The Picasso Museum, part of Antibes-Juan les Pins' Museum was founded on the ancient acropolis of the Greek town of Antipolis. Up until the beginning of the seventeenth century, the castle was inhabited by theGrimaldi family.
In 1925, the castle was bought by the town of Antibes and transformed into a history and archaeology museum. Only in 1966 was the museum named Picasso and became the first museum dedicated to a living artist.
During his time spent in Antibes, Picasso realized many works (paintings, drawings, tapestries, and ceramics): the collection given by the artist to the town forms part of the museum collection.
This collection will be completed by numerous donations and acquisitions by the town.
After the Second World War, Pablo Picasso chose to live and work on the French Riviera. His strong attachment to the Mediterranean coast led him to spend time in Antibes, Cannes and Mougins, and before this at Vallauris (known for its pottery industry) where he was to stay from 1948 to 1955.
As well as a significant body of works in ceramic, the artist's stay was marked by several major paintings realised during this time. The museum exhibits two important works, War and Peace in the chapel. Each year the museum also hosts temporary exhibitions on certain themes.

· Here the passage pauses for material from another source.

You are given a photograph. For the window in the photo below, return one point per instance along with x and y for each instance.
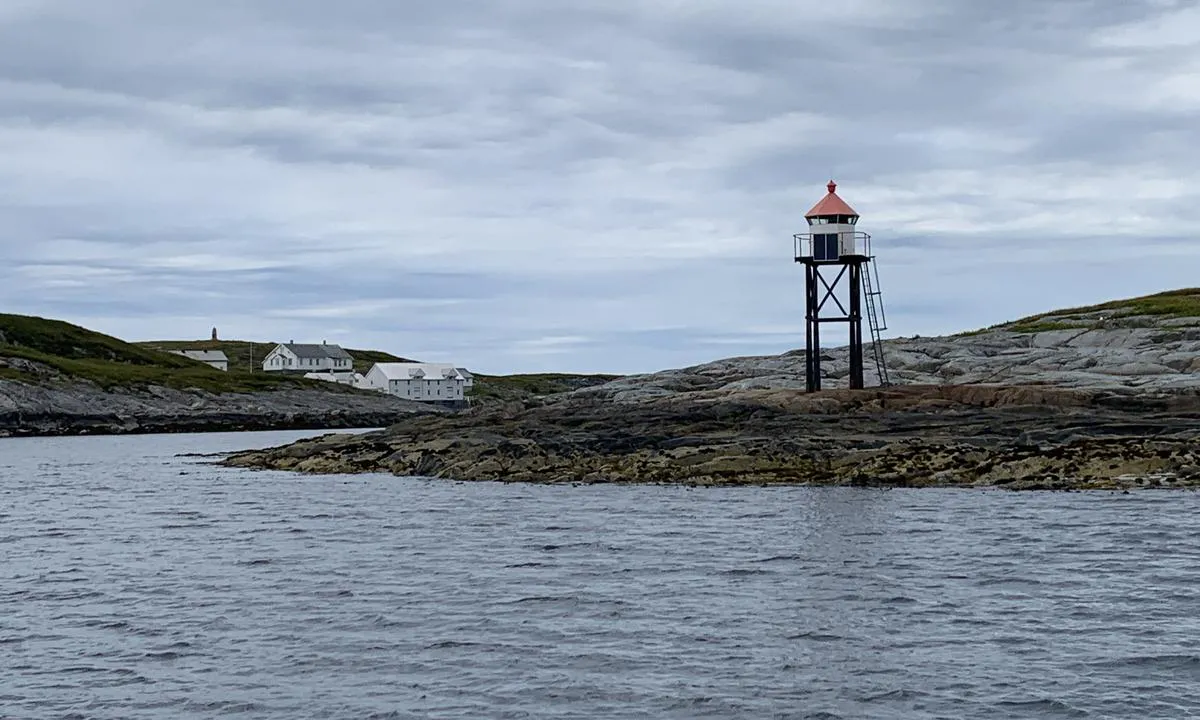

Built in a checkerboard formation, to a very precise plan at the Abbey of Lérins (on the island in the bay of Cannes), the old village of Vallauris is surrounded by houses packed so tightly together that they served as ramparts.
And to reinforce the defence, each corner of the square is protected by a tower. In days gone by, the two streets in the village linked the two gates to the village at opposite sides.
In the village of Vallauris, you can follow the route which takes you on a tour of the churches and chapels, as well as visiting the Château de Vallauris, one of the rare Renaissance châteaux in the Provence-Alpes-Côte d'Azur region.
This village beside the Juan gulf is the most active centre on the Côte d'Azur when it comes to ceramic works of art and pottery. Many illustrious people have come here to admire the beauty of this place, including Jean Marais, Picasso and even Napoléon.
Discover the aquatic world of the Espace Marineland on the Mediterranean shore a few kilometres from down town Antibes-Juan-Les-Pins. This amusement park presents shows featuring marine mammals (killer whales and dolphins), sea lions and raptors. .
Aside of the show, you can enter the world of sharks through a 30 metre tunnel and discover the ocean floor with its gallery of aquariums.
Marineland also has a Marine museum, which includes collections belonging to the former founder of the place, Admiral Poype de Vertrieux. .
This year, the Marineland celebrates its 40th birthday. To mark the occasion, come and discover new shows and the exhibition which retraces the marine zoo's evolution over the years.
For the town of Biot, ideally situated between Nice and Cannes and just a few kilometres from Antibes, success appeared in 1956 when a family company created "bubbled glass". In 1973, the Lechaczynski family took over this flourishing artisan business.
The Verrerie de Biot continues a strong tradition glassmaking in Provence, and won itself the "Living heritage business" label, an important recognition of its skills and creativity.
The Biot glassworks comprises several tourist sites in Biot that are extremely interesting: the halle des Verriers, the Glass Ecomuseum of Biot, the grand show room and the international glass gallery.